Cross-species transplantation strategies are often studied in retinal cell therapies, and a lack of inflammation or immune rejection is usually attributed to the immune-privileged status of the retina31,32. In our experiments, mouse RGC donor cells survived in the recipient rat retina and did not elicit frank inflammation, similar to findings using human induced pluripotent stem cells and mesenchymal stem cells3,5,33. Whether combining retinal cell transplant with anti-inflammatory drug application improves survival or integration remains to be tested. Although our measured efficiencies were low, the quality of cell integration, at least in these uninjured retinas, suggests that a significant degree of efficacy is possible. Future experiments could be aimed at addressing the survival and function of specific labelled RGC subtypes.

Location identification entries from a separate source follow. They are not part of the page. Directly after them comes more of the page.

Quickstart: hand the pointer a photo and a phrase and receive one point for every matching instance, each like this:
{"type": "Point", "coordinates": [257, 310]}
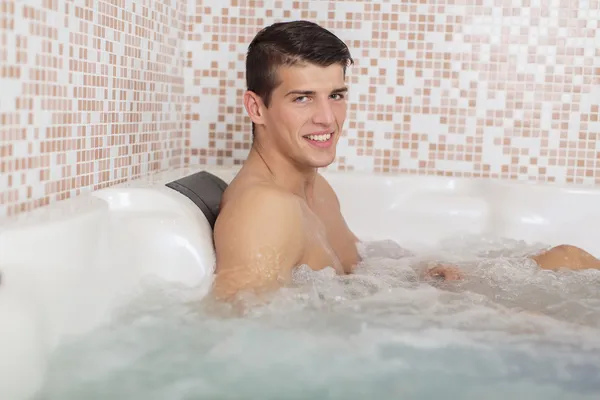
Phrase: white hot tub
{"type": "Point", "coordinates": [65, 267]}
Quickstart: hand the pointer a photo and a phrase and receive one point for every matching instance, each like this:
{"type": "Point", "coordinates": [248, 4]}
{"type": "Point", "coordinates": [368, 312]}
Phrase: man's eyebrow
{"type": "Point", "coordinates": [300, 92]}
{"type": "Point", "coordinates": [312, 92]}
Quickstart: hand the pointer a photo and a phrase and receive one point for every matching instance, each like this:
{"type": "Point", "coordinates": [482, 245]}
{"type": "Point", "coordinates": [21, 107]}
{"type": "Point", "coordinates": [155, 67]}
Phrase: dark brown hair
{"type": "Point", "coordinates": [286, 44]}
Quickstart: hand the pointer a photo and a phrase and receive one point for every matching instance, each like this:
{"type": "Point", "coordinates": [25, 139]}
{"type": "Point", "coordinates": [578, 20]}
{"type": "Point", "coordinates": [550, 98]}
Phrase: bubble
{"type": "Point", "coordinates": [508, 329]}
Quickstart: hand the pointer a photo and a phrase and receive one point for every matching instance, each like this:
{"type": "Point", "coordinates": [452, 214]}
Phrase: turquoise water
{"type": "Point", "coordinates": [508, 331]}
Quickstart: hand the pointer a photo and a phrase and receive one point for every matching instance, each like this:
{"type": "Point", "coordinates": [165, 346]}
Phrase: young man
{"type": "Point", "coordinates": [279, 213]}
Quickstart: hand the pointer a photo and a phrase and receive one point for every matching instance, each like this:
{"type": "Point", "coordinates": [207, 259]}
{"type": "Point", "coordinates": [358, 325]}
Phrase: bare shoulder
{"type": "Point", "coordinates": [258, 240]}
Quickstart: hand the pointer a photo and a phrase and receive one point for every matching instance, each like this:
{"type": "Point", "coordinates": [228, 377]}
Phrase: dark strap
{"type": "Point", "coordinates": [205, 190]}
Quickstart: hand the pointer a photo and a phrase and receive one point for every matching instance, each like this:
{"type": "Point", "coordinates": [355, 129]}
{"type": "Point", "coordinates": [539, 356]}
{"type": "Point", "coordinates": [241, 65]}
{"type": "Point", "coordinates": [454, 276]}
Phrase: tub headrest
{"type": "Point", "coordinates": [205, 190]}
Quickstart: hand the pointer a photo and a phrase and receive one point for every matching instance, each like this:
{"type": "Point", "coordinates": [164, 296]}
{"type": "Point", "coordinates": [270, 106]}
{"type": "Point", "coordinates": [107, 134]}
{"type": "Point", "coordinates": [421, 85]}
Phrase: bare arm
{"type": "Point", "coordinates": [258, 241]}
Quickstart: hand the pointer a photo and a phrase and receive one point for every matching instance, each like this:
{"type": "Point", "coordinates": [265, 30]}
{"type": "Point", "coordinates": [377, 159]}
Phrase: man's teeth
{"type": "Point", "coordinates": [320, 138]}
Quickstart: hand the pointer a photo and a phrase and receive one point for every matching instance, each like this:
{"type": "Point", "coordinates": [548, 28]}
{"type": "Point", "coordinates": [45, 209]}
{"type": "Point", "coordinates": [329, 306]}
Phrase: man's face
{"type": "Point", "coordinates": [306, 113]}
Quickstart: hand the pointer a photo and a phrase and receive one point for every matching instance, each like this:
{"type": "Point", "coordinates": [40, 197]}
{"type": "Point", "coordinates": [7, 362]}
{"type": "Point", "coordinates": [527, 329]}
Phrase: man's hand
{"type": "Point", "coordinates": [259, 239]}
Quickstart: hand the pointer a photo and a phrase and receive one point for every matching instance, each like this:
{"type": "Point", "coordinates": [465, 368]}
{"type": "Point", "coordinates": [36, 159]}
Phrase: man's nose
{"type": "Point", "coordinates": [324, 114]}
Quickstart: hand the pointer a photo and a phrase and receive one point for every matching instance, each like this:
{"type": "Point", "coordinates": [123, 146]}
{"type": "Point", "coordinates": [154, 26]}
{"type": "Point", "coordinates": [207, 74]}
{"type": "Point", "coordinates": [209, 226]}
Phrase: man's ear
{"type": "Point", "coordinates": [254, 107]}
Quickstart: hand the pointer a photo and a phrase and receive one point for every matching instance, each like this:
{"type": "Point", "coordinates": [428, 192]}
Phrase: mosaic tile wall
{"type": "Point", "coordinates": [96, 92]}
{"type": "Point", "coordinates": [492, 88]}
{"type": "Point", "coordinates": [91, 95]}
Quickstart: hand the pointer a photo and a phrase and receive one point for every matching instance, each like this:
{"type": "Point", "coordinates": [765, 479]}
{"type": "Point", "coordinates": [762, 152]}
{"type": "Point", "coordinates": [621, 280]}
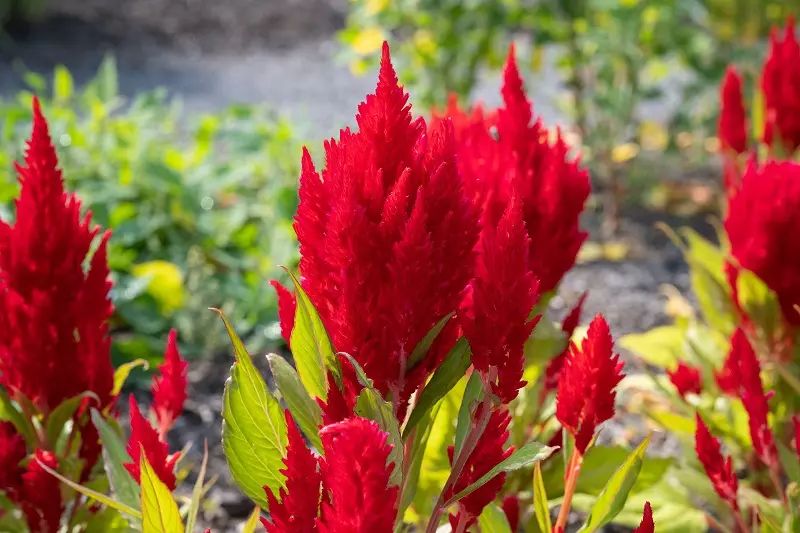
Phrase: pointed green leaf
{"type": "Point", "coordinates": [615, 494]}
{"type": "Point", "coordinates": [444, 379]}
{"type": "Point", "coordinates": [160, 513]}
{"type": "Point", "coordinates": [123, 486]}
{"type": "Point", "coordinates": [305, 411]}
{"type": "Point", "coordinates": [525, 456]}
{"type": "Point", "coordinates": [254, 435]}
{"type": "Point", "coordinates": [312, 348]}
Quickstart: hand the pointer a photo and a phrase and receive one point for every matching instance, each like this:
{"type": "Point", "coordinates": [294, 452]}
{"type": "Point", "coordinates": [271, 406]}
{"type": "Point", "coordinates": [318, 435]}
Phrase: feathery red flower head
{"type": "Point", "coordinates": [53, 315]}
{"type": "Point", "coordinates": [647, 525]}
{"type": "Point", "coordinates": [686, 379]}
{"type": "Point", "coordinates": [780, 83]}
{"type": "Point", "coordinates": [489, 451]}
{"type": "Point", "coordinates": [732, 127]}
{"type": "Point", "coordinates": [763, 225]}
{"type": "Point", "coordinates": [718, 469]}
{"type": "Point", "coordinates": [386, 237]}
{"type": "Point", "coordinates": [586, 392]}
{"type": "Point", "coordinates": [144, 436]}
{"type": "Point", "coordinates": [169, 389]}
{"type": "Point", "coordinates": [496, 318]}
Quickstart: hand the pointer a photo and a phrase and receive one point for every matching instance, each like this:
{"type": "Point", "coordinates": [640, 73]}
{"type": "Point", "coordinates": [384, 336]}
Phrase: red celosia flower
{"type": "Point", "coordinates": [586, 393]}
{"type": "Point", "coordinates": [568, 326]}
{"type": "Point", "coordinates": [41, 495]}
{"type": "Point", "coordinates": [357, 497]}
{"type": "Point", "coordinates": [287, 305]}
{"type": "Point", "coordinates": [509, 154]}
{"type": "Point", "coordinates": [780, 83]}
{"type": "Point", "coordinates": [53, 315]}
{"type": "Point", "coordinates": [686, 379]}
{"type": "Point", "coordinates": [647, 525]}
{"type": "Point", "coordinates": [296, 512]}
{"type": "Point", "coordinates": [763, 225]}
{"type": "Point", "coordinates": [169, 389]}
{"type": "Point", "coordinates": [732, 127]}
{"type": "Point", "coordinates": [489, 451]}
{"type": "Point", "coordinates": [512, 511]}
{"type": "Point", "coordinates": [718, 469]}
{"type": "Point", "coordinates": [496, 319]}
{"type": "Point", "coordinates": [144, 436]}
{"type": "Point", "coordinates": [754, 399]}
{"type": "Point", "coordinates": [386, 237]}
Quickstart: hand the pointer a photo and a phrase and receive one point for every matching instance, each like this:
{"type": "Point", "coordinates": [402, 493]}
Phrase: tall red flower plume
{"type": "Point", "coordinates": [41, 495]}
{"type": "Point", "coordinates": [586, 392]}
{"type": "Point", "coordinates": [732, 127]}
{"type": "Point", "coordinates": [287, 305]}
{"type": "Point", "coordinates": [496, 319]}
{"type": "Point", "coordinates": [355, 477]}
{"type": "Point", "coordinates": [686, 379]}
{"type": "Point", "coordinates": [53, 314]}
{"type": "Point", "coordinates": [718, 469]}
{"type": "Point", "coordinates": [754, 399]}
{"type": "Point", "coordinates": [489, 451]}
{"type": "Point", "coordinates": [144, 436]}
{"type": "Point", "coordinates": [780, 83]}
{"type": "Point", "coordinates": [647, 525]}
{"type": "Point", "coordinates": [386, 237]}
{"type": "Point", "coordinates": [169, 389]}
{"type": "Point", "coordinates": [763, 225]}
{"type": "Point", "coordinates": [508, 153]}
{"type": "Point", "coordinates": [296, 512]}
{"type": "Point", "coordinates": [568, 327]}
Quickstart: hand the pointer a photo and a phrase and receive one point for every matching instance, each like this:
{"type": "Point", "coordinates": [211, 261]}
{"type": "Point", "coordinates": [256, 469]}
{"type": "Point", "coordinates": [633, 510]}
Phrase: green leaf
{"type": "Point", "coordinates": [421, 349]}
{"type": "Point", "coordinates": [541, 509]}
{"type": "Point", "coordinates": [493, 520]}
{"type": "Point", "coordinates": [160, 513]}
{"type": "Point", "coordinates": [444, 379]}
{"type": "Point", "coordinates": [311, 346]}
{"type": "Point", "coordinates": [525, 456]}
{"type": "Point", "coordinates": [369, 404]}
{"type": "Point", "coordinates": [123, 486]}
{"type": "Point", "coordinates": [254, 435]}
{"type": "Point", "coordinates": [305, 411]}
{"type": "Point", "coordinates": [612, 499]}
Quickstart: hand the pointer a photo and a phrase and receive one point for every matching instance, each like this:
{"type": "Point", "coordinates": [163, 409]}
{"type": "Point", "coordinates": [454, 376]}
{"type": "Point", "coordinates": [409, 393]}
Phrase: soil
{"type": "Point", "coordinates": [281, 52]}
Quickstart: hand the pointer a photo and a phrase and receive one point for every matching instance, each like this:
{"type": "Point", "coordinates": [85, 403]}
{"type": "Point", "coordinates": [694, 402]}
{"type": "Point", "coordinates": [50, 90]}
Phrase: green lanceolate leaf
{"type": "Point", "coordinates": [612, 500]}
{"type": "Point", "coordinates": [444, 379]}
{"type": "Point", "coordinates": [421, 349]}
{"type": "Point", "coordinates": [123, 486]}
{"type": "Point", "coordinates": [305, 411]}
{"type": "Point", "coordinates": [311, 346]}
{"type": "Point", "coordinates": [254, 435]}
{"type": "Point", "coordinates": [525, 456]}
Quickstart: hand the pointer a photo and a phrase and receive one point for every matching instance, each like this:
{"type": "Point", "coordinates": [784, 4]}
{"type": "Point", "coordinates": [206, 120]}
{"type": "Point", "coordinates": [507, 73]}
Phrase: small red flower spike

Although more detailed studies are needed to assess the frequency and time course of this occurrence, our preliminary experiments provide tantalizing evidence for donor RGC axons traversing the host optic nerves and terminating in appropriate brain targets. Axon guidance and targeting in the developing retina and visual pathway have been studied extensively, and it is generally believed that axon guidance is tightly regulated developmentally13,34,35. However, some guidance cues, such as ephrin expression in the SC, may be preserved past developmental stages36 or may reappear in the SC after injury37. The presence of such guidance molecules or perhaps of the uninjured host RGC axons could account for the targeting of the transplant’s axons in the brain if the ‘immature,’ still-developing donor RGCs express molecules that allow them to respond to guidance cues along the host optic nerve. The exuberant arborization in these regenerating axons and potential mistargeting could be further studied by single-cell labelling or by use of RGCs extracted from Brainbow38 mice. How these donor cells would behave in the presence of an injured host optic nerve remains to be seen. Promising results with therapies after optic nerve crush showing improved visual function in test animals39,40,41 suggest that reinnervation from donor RGCs may likewise be possible in optic neuropathy models so long as donor RGC axons can navigate past the crush site, providing important areas for future investigation.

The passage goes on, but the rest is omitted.